Phantom dependencies
Rush's documentation occasionally mentions "phantoms" and "doppelgangers". Want to learn more about how JavaScript package managers work?
Some history and some theory
Everyone knows that software packages can depend on other packages, and the resulting dependency graph is a kind of directed acyclic graph in computer science. Unlike a tree data structure, a directed acyclic graph can have diamond-shaped branches that rejoin. For example, library A might import definitions from libraries B and C, but then B and C can both import from D, which creates a "diamond dependency" between these four packages. Conventionally the programming language's module resolver looks up imported packages by traversing edges of this graph, and (in other systems) the packages themselves are found in a central store that can be shared by many projects.
For historical reasons, NodeJS and NPM took a different approach by representing this graph physically on disk: NPM models the graph vertexes using actual package folder copies, and the graph edges are implied by the subfolder relationships.

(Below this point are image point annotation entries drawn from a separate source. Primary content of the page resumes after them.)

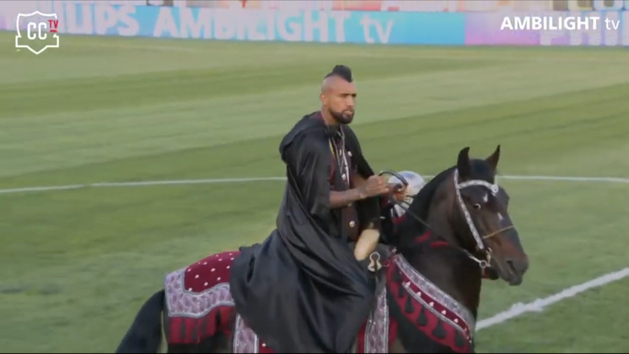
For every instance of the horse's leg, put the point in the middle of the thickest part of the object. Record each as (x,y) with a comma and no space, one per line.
(145,334)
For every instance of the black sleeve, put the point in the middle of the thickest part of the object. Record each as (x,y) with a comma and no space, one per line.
(368,209)
(308,162)
(358,159)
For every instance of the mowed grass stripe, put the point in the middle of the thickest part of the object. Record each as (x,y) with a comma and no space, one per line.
(564,127)
(64,139)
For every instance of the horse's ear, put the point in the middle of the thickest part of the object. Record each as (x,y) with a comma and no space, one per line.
(494,158)
(463,163)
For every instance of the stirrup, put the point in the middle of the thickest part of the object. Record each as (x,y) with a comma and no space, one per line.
(374,262)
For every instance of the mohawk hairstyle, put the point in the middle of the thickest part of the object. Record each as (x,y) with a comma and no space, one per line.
(341,71)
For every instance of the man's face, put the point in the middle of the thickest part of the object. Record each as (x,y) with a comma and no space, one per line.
(340,100)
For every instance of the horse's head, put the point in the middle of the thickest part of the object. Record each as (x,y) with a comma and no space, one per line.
(481,217)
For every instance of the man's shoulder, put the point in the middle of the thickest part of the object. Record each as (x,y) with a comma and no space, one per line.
(308,133)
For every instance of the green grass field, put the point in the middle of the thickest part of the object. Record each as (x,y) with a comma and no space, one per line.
(75,265)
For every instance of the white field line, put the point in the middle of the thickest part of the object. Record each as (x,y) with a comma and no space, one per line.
(539,305)
(266,179)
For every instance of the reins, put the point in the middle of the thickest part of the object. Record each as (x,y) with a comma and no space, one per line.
(483,263)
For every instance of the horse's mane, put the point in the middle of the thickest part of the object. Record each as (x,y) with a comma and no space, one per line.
(412,228)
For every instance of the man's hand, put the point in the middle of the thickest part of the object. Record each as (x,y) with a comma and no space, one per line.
(374,186)
(399,192)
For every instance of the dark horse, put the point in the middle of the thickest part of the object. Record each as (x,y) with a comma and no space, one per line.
(456,229)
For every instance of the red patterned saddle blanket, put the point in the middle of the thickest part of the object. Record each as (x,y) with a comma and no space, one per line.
(200,305)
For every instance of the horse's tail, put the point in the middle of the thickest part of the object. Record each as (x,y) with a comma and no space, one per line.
(145,334)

But a folder tree's branches cannot rejoin to make diamonds. To handle this, NodeJS added a special resolution rule whose effect is to introduce extra graph edges (pointing to the immediate children of all parent folders). From a computer science perspective, this rule relaxes the file system's tree data structure in two ways: (1) it can now represent some (but not all) directed acyclic graphs, and (2) we pick up some extra edges that do not correspond to any declared package dependency. These extra edges are called "phantom dependencies".
NPM's approach has many unique characteristics that differ from traditional package managers:
Each (root-level) project gets its own node_modules tree containing lots of package folder copies. Even a very small NodeJS project is likely to have more than 10,000 files copied under its folder.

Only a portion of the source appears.